Dionisio respondió: “Necesitamos tiempo, lo más directo sería una prueba de paternidad.”
Yolanda añadió: “Creo que una buena idea sería que Leonor los identifique. Seguro que ha visto a su padre.”
Rosana asintió: “Claro, Leonor debe saber quién es su padre.”
Para hacer una prueba de paternidad, necesitarían una muestra de ADN de cada uno de los hombres, lo cual no sería fácil de conseguir, pero si Leonor pudiera identificarlo, sería mucho
más sencillo.
La cuestión era cómo lograr que Leonor dijera la verdad.
Rosana miró a Dionisio: “¿lan no ha señalado quién es Maurino?”
“No, es muy terco. Además, ese hombre no tiene esposa ni hijos, sus padres murieron hace tiempo, no tiene puntos débiles.”

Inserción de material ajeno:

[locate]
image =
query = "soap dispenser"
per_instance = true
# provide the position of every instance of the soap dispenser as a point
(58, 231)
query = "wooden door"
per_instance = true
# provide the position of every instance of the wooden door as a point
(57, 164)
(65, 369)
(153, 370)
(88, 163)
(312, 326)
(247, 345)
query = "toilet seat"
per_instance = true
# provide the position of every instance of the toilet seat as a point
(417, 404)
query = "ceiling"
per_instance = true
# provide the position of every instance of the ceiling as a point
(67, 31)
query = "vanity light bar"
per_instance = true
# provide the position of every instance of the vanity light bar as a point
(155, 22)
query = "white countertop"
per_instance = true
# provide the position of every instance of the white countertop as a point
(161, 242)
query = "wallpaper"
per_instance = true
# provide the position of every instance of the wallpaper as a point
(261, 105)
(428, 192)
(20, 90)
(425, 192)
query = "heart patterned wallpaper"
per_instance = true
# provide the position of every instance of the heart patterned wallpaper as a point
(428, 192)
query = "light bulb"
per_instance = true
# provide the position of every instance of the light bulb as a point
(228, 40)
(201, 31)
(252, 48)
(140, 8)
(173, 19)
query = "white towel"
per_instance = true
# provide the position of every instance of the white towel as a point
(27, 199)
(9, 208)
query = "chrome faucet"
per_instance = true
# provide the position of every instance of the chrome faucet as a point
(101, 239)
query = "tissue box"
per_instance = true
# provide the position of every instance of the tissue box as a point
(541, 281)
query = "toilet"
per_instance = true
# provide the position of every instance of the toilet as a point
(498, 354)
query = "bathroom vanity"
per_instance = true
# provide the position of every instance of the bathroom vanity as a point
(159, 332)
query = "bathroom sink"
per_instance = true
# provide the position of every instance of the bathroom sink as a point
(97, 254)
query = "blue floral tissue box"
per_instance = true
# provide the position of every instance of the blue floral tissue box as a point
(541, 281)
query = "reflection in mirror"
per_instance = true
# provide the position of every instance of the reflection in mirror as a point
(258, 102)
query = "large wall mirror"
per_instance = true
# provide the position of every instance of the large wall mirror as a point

Dionisio había intentado varias formas, pero no esperaba que lan fuera tan obstinado.
Rosana reflexionó: “No esperaba que ese jugador fuera tan leal. Aunque no tenga ataduras, le gusta apostar. Tal vez por ahí podamos abordarlo.”
Los jugadores empedernidos, cegados por el juego, son capaces de vender hasta a su propia familia.